Look for immuno-compromising factors and rule out endocrine disease like diabetes mellitus. Advise for proper hygiene and nutrition. Advise on removal of dirt, crusts and necrotic debris by washing with non-medicated soap and water and drainage of pus.

Pharmacological (Furunculosis, folliculitis)

Majority of purulent lesions of skin structures do not need systemic antibiotic therapy. However, more extensive lesions with collection of pus require drainage and antibiotic. Cover lesions with clean dressing.
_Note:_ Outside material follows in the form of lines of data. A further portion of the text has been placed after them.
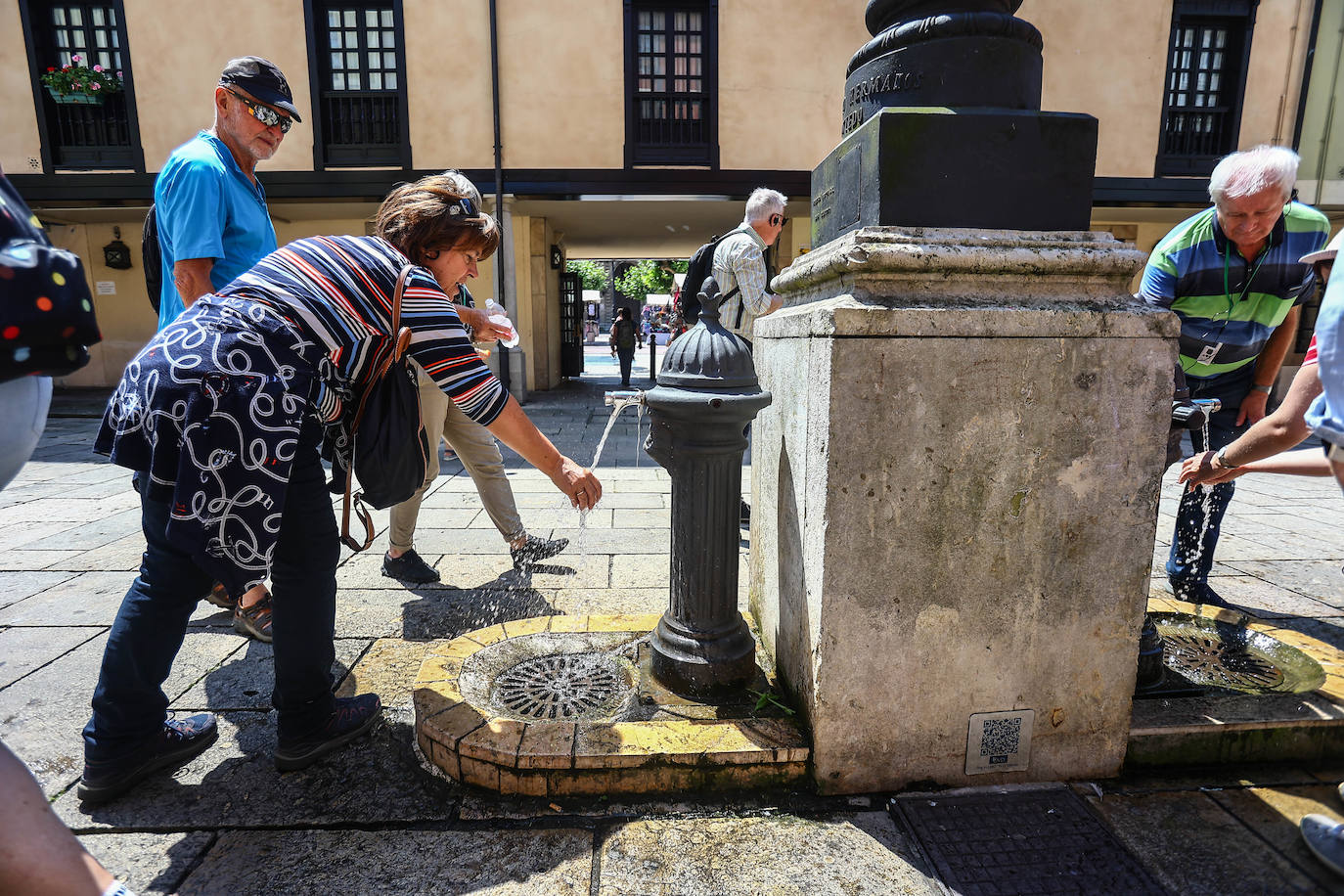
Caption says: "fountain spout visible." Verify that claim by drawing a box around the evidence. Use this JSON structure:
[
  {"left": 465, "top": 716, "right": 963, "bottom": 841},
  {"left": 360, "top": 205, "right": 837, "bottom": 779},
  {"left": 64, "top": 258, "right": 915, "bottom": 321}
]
[{"left": 603, "top": 389, "right": 644, "bottom": 411}]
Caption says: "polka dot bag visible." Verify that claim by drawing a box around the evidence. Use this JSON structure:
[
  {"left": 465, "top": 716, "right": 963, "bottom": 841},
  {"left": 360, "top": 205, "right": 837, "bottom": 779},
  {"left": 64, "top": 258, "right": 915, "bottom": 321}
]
[{"left": 0, "top": 175, "right": 102, "bottom": 381}]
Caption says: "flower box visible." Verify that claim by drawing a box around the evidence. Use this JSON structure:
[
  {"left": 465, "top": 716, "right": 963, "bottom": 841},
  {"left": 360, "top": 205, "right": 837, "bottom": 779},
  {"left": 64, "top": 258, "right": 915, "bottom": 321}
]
[{"left": 47, "top": 86, "right": 102, "bottom": 106}]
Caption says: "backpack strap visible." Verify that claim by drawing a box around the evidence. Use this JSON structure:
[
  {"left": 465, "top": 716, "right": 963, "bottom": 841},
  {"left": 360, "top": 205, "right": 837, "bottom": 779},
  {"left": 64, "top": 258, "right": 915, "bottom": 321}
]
[{"left": 340, "top": 265, "right": 414, "bottom": 552}]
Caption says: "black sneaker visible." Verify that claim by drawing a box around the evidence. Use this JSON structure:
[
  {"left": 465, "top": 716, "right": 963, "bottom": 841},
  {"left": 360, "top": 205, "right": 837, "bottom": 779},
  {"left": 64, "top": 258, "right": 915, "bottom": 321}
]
[
  {"left": 75, "top": 712, "right": 219, "bottom": 803},
  {"left": 1171, "top": 580, "right": 1236, "bottom": 609},
  {"left": 276, "top": 694, "right": 383, "bottom": 771},
  {"left": 383, "top": 548, "right": 438, "bottom": 584},
  {"left": 508, "top": 535, "right": 570, "bottom": 569}
]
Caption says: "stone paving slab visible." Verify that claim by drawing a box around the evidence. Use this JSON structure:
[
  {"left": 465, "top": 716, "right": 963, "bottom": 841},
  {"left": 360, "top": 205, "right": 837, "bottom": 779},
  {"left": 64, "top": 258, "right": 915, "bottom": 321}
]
[
  {"left": 597, "top": 813, "right": 941, "bottom": 896},
  {"left": 1208, "top": 784, "right": 1344, "bottom": 893},
  {"left": 0, "top": 631, "right": 242, "bottom": 796},
  {"left": 168, "top": 634, "right": 371, "bottom": 715},
  {"left": 180, "top": 828, "right": 593, "bottom": 896},
  {"left": 1089, "top": 791, "right": 1316, "bottom": 896},
  {"left": 0, "top": 572, "right": 78, "bottom": 609},
  {"left": 79, "top": 830, "right": 215, "bottom": 896},
  {"left": 53, "top": 710, "right": 460, "bottom": 832},
  {"left": 0, "top": 627, "right": 104, "bottom": 688}
]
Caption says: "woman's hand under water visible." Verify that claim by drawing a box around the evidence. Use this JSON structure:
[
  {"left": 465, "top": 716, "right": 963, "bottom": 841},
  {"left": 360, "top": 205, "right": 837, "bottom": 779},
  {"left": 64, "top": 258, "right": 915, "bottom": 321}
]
[{"left": 551, "top": 456, "right": 603, "bottom": 511}]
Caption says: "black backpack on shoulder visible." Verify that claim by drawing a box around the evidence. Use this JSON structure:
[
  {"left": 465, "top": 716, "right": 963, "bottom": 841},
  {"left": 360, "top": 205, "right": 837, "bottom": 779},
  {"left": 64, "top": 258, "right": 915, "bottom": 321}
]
[
  {"left": 140, "top": 202, "right": 164, "bottom": 314},
  {"left": 676, "top": 228, "right": 738, "bottom": 328}
]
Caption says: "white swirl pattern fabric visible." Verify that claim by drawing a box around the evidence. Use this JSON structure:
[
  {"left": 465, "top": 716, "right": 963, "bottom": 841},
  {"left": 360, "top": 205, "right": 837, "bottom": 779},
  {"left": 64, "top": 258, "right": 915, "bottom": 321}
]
[{"left": 94, "top": 237, "right": 508, "bottom": 594}]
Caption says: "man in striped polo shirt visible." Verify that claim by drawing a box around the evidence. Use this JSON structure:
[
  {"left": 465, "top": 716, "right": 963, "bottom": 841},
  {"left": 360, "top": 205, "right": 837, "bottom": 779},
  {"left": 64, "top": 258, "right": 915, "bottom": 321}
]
[{"left": 1140, "top": 147, "right": 1329, "bottom": 605}]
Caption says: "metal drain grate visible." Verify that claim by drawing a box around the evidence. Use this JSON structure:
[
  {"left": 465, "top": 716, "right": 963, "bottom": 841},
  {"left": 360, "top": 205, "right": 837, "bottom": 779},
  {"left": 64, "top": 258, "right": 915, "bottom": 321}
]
[
  {"left": 493, "top": 652, "right": 629, "bottom": 720},
  {"left": 1163, "top": 630, "right": 1285, "bottom": 691}
]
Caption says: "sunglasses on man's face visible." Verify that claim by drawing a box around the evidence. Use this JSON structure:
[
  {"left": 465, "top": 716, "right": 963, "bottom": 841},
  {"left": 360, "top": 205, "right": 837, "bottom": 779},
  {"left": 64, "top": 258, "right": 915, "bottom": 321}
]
[{"left": 224, "top": 87, "right": 294, "bottom": 134}]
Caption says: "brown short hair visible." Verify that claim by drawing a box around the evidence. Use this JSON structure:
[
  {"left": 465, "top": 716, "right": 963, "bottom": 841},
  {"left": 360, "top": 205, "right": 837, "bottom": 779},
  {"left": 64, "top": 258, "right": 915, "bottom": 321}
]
[{"left": 374, "top": 175, "right": 500, "bottom": 265}]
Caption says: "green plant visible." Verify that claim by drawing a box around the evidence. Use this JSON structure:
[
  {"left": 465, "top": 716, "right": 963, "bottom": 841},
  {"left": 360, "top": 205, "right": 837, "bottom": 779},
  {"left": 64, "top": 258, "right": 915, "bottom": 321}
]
[
  {"left": 615, "top": 258, "right": 686, "bottom": 305},
  {"left": 564, "top": 260, "right": 607, "bottom": 291},
  {"left": 748, "top": 691, "right": 794, "bottom": 716},
  {"left": 42, "top": 54, "right": 123, "bottom": 97}
]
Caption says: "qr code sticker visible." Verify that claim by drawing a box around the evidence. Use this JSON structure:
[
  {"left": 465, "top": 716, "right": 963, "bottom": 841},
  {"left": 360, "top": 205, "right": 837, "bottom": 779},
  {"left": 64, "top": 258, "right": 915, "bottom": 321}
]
[{"left": 980, "top": 716, "right": 1021, "bottom": 762}]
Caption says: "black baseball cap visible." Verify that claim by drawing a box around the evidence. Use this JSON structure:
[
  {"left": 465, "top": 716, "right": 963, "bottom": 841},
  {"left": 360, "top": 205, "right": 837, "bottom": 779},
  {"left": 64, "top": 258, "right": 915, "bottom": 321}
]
[{"left": 219, "top": 57, "right": 302, "bottom": 121}]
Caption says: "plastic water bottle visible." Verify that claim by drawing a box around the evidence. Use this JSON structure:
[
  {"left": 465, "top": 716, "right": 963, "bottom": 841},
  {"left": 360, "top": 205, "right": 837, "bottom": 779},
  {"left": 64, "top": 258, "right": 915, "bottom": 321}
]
[{"left": 485, "top": 298, "right": 518, "bottom": 348}]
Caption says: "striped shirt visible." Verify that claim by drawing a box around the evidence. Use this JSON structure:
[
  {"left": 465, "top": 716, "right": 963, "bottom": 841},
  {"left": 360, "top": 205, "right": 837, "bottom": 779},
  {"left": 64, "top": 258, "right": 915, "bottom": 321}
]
[
  {"left": 1139, "top": 202, "right": 1329, "bottom": 379},
  {"left": 714, "top": 223, "right": 770, "bottom": 342},
  {"left": 219, "top": 237, "right": 508, "bottom": 426}
]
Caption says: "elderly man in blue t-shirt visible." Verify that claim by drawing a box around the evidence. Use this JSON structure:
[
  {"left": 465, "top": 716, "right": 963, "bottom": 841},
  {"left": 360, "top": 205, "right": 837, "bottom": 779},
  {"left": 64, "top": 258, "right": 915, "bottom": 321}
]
[
  {"left": 155, "top": 57, "right": 302, "bottom": 641},
  {"left": 155, "top": 57, "right": 302, "bottom": 329}
]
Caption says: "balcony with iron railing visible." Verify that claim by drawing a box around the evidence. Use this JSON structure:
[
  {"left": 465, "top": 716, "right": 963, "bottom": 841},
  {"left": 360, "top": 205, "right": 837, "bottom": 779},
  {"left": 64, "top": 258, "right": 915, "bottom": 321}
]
[
  {"left": 43, "top": 93, "right": 137, "bottom": 168},
  {"left": 321, "top": 90, "right": 405, "bottom": 165}
]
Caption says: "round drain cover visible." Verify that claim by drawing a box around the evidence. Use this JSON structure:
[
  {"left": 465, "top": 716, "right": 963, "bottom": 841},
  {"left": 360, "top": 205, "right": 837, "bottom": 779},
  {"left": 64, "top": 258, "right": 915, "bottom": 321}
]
[
  {"left": 491, "top": 652, "right": 630, "bottom": 721},
  {"left": 1150, "top": 612, "right": 1325, "bottom": 694}
]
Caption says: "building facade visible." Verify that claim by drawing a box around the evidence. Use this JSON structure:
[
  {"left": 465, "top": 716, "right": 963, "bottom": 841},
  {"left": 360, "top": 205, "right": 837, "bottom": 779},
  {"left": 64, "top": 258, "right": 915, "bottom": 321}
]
[{"left": 0, "top": 0, "right": 1344, "bottom": 391}]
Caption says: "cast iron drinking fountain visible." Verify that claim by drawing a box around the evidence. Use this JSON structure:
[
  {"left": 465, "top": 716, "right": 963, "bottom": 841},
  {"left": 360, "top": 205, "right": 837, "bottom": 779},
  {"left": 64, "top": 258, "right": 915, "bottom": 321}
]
[
  {"left": 414, "top": 280, "right": 811, "bottom": 796},
  {"left": 606, "top": 277, "right": 770, "bottom": 698}
]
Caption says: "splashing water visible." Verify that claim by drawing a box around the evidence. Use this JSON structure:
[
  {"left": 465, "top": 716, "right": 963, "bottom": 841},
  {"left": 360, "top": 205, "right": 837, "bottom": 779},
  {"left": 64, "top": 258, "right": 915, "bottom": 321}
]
[{"left": 1188, "top": 414, "right": 1214, "bottom": 577}]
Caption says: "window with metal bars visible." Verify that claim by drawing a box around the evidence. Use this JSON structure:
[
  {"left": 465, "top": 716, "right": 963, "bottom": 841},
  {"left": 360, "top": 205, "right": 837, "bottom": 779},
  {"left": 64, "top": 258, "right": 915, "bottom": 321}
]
[
  {"left": 1157, "top": 0, "right": 1255, "bottom": 176},
  {"left": 625, "top": 0, "right": 718, "bottom": 166},
  {"left": 310, "top": 1, "right": 410, "bottom": 166},
  {"left": 22, "top": 0, "right": 144, "bottom": 168}
]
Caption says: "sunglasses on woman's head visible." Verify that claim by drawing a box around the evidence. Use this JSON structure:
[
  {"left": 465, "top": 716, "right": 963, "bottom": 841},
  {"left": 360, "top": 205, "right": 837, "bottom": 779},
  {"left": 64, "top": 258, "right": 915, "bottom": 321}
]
[{"left": 224, "top": 87, "right": 294, "bottom": 134}]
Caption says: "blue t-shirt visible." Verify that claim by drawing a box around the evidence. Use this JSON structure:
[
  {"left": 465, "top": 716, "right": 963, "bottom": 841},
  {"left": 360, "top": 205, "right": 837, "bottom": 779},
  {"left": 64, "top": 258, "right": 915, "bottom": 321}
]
[{"left": 155, "top": 130, "right": 277, "bottom": 329}]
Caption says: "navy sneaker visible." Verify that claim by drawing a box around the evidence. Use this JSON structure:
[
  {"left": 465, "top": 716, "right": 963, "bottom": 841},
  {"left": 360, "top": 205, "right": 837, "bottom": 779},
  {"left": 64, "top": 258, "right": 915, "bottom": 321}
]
[
  {"left": 508, "top": 535, "right": 570, "bottom": 569},
  {"left": 383, "top": 548, "right": 438, "bottom": 584},
  {"left": 276, "top": 694, "right": 383, "bottom": 771},
  {"left": 75, "top": 712, "right": 219, "bottom": 802}
]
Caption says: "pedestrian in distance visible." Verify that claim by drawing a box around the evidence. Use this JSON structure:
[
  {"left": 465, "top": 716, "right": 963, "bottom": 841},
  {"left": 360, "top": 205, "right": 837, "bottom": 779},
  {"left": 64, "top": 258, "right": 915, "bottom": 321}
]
[
  {"left": 714, "top": 187, "right": 789, "bottom": 525},
  {"left": 78, "top": 175, "right": 603, "bottom": 800},
  {"left": 608, "top": 307, "right": 635, "bottom": 388}
]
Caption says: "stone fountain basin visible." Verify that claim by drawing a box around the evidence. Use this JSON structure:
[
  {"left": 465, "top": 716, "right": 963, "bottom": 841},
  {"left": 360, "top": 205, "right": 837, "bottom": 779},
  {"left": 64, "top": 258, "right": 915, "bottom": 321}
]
[
  {"left": 413, "top": 614, "right": 811, "bottom": 796},
  {"left": 1125, "top": 597, "right": 1344, "bottom": 769}
]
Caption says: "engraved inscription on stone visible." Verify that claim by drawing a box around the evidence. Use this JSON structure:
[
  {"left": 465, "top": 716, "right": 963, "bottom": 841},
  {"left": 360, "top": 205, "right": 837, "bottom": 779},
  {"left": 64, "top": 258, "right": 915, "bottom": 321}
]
[
  {"left": 840, "top": 71, "right": 923, "bottom": 134},
  {"left": 833, "top": 147, "right": 863, "bottom": 228}
]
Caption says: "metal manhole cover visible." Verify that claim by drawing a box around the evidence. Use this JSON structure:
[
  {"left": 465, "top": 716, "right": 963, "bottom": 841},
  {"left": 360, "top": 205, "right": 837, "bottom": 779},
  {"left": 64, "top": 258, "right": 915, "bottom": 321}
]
[
  {"left": 491, "top": 652, "right": 632, "bottom": 721},
  {"left": 891, "top": 788, "right": 1165, "bottom": 896},
  {"left": 1152, "top": 612, "right": 1325, "bottom": 694}
]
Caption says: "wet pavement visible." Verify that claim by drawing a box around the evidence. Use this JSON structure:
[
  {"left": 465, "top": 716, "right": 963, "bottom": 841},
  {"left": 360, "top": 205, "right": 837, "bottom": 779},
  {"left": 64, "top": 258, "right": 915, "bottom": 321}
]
[{"left": 0, "top": 339, "right": 1344, "bottom": 896}]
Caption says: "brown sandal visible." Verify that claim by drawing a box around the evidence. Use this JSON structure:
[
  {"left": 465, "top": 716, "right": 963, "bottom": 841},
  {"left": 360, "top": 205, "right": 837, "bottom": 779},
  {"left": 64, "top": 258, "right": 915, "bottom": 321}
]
[{"left": 234, "top": 591, "right": 272, "bottom": 644}]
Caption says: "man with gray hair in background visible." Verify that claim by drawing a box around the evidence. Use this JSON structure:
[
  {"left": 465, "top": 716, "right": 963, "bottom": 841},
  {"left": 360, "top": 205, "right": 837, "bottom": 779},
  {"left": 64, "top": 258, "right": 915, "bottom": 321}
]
[
  {"left": 714, "top": 187, "right": 789, "bottom": 346},
  {"left": 714, "top": 187, "right": 789, "bottom": 524},
  {"left": 1139, "top": 147, "right": 1329, "bottom": 605}
]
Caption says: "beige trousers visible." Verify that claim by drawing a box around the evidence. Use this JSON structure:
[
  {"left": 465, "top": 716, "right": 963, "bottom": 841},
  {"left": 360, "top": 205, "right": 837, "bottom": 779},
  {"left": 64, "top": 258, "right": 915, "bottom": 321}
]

A. Mild and localized superficial infection
Give topical therapy with following and should be applied locally twice a day as a thin film after thoroughly washing the affected sites with soap and water for 7-10 days.
Cream Framycetin sulphate in base 1%
Or
Cream 2% Sodium fusidate base
Or
Cream 2% Mupirocin base

B. Multiple site superficial pyoderma, invasive varieties and secondary pyoderma
Cap. Cloxacillin 250-500 mg 6 hourly for 5-7 days.
In Children 12.5-25 mg/kg to 500 mg 6 hourly.
Or
Cap. Cephalexin 500 mg orally 6 hourly for 5-7 days.
In Children 12.5-25 mg/kg up to 500 mg 6 hourly for 5-7 days.
Or
Tab. Cotrimoxazole (960 mg) 12 hourly for 5-7 days.
In Children 6 mg/kg of Trimethoprim up to a maximum of 160 mg 12 hourly for 5-7 days.

C. Impetigo
Cloxacillin or Cephalexin in same doses as above.
Or
Tab. Erythromycin stearate 250-500 mg every 6 hours for 7 days.
In Children: Syp. Erythromycin 40 – 50 mg/kg/day in 4 divided doses for 7 days.
If no response to the above treatment within 48 to 96 hours refer to a tertiary care level.